Peter Desantis, vice president of AWS global infrastructure, speaks at AWS re:Invent 2017. (GeekWire Photo / Tom Krazit)

Server virtualization was one of the great breakthroughs in enterprise computing over the last 20 years, allowing people to get far more performance out of a single server by splitting into multiple independent parts. But sometimes you really need the full performance of the server all to yourself, which is why Amazon Web Services is ready to let customers run their workloads on bare-metal servers, the company announced Tuesday night.

The new instances are available as a public preview, and are possible because of design work on custom hardware accelerators accomplished by AWS following the acquisition of Annapurna Labs in 2015, said Peter Desantis, vice president of AWS global infrastructure. AWS used the VMware Cloud on AWS product as a sort-of test run for this technology, and now it’s ready for everybody else.

Unlike most cloud servers, bare-metal servers don’t run typical virtualization software, which allows users to reserve virtual machines running on a server alongside virtual machines from random other AWS customers. Virtual machines are fine for an awful lot of workloads, but they don’t work for everybody, either for performance, compliance, or security reasons.

Bare-metal cloud computing tends to be a specialized product: companies like Packet (which saw this coming in a blog post last week) and Datapipe offer bare-metal computing services, and IBM acquired a bare-metal product along with its Softlayer deal.
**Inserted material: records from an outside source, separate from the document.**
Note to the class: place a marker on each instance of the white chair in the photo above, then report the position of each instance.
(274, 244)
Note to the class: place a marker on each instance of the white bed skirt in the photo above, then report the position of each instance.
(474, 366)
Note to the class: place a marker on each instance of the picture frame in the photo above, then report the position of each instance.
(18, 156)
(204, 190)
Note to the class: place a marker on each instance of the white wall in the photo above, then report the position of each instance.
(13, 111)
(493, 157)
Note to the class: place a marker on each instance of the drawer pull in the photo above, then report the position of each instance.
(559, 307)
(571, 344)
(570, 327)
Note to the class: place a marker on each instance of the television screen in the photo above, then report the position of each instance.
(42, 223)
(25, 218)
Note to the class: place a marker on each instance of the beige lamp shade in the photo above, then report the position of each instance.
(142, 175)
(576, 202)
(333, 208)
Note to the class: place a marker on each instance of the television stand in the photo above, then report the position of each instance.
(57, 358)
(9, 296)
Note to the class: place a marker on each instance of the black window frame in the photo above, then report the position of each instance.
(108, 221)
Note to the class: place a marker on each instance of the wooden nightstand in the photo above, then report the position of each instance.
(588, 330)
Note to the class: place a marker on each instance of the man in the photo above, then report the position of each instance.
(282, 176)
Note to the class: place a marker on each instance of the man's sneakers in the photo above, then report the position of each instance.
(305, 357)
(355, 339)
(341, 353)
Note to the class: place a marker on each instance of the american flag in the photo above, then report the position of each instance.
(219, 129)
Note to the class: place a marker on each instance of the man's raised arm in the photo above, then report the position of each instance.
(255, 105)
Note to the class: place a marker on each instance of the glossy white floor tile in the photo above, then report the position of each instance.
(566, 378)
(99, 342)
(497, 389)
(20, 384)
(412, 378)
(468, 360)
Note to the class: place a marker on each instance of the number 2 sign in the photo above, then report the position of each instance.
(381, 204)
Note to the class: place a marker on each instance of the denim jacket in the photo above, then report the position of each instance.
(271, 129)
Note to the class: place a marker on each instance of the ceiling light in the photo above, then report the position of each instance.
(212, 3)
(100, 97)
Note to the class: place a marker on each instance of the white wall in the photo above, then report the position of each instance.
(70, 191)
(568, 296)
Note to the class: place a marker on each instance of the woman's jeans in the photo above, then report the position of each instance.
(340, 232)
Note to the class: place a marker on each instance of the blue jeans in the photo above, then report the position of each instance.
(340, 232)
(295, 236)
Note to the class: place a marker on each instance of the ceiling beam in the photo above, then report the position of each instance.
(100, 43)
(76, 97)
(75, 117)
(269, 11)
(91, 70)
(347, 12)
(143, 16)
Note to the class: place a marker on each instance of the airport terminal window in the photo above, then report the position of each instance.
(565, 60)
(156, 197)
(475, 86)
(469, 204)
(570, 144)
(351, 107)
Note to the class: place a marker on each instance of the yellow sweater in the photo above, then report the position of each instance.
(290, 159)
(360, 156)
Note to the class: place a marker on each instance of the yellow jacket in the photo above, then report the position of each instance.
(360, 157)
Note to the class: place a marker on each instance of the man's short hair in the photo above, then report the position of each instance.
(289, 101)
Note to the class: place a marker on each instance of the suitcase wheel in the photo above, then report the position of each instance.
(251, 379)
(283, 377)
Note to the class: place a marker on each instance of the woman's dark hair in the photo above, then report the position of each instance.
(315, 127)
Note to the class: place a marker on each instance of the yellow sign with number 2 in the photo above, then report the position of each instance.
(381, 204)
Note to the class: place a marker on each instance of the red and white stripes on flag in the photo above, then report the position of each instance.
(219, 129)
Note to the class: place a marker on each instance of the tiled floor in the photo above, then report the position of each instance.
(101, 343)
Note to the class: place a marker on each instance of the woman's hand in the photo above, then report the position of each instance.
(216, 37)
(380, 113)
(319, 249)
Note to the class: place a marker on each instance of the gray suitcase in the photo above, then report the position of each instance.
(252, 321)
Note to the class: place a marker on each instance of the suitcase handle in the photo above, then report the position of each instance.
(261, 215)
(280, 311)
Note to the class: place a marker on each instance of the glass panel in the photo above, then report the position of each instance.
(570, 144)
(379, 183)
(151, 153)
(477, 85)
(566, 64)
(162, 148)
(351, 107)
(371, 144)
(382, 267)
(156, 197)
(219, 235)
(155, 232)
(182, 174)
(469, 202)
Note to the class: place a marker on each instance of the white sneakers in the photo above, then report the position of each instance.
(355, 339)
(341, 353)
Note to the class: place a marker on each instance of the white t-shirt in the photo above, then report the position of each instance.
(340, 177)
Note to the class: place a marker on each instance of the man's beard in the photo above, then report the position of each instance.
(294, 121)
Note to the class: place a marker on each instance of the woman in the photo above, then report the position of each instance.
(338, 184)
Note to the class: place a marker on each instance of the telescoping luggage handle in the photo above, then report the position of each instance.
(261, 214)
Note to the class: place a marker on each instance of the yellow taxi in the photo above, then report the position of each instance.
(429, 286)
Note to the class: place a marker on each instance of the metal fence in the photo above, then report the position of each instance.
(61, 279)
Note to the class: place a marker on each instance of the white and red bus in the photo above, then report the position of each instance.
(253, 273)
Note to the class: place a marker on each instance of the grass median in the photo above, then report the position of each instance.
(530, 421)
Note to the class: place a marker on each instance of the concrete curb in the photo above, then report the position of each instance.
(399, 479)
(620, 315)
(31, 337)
Microsoft currently doesn’t support bare-metal instances in Microsoft Azure, while Google offers them for specialized GPU (graphics processing unit) workloads on its cloud service.

The new instances were made possible by a project called Nitro, which got going in earnest around 2015 when it decided it needed custom silicon to reach the performance goals it wanted to set for its C5 generation of EC2 instances, the flagship compute instances that made the cloud the cloud. AWS thought about using commercially available chips or FPGAs (field programmable gate arrays) to unlock this performance, but realized it needed a custom product to hit the right level of performance at an acceptable cost, Desantis said.

The acquisition of Annapurna Labs followed soon after that decision, and the C5 instances unveiled earlier this month were the first instances to use the accelerators. The hardware is also part of a redesigned system for EC2 called Nitro, which includes a stripped-down version of the KVM hypervisor that ships standard with a Linux core.

AWS first disclosed the fruits of the Annapurna acquisition last year at re:Invent, when it showed off custom chipsets it had built for its servers using that technology.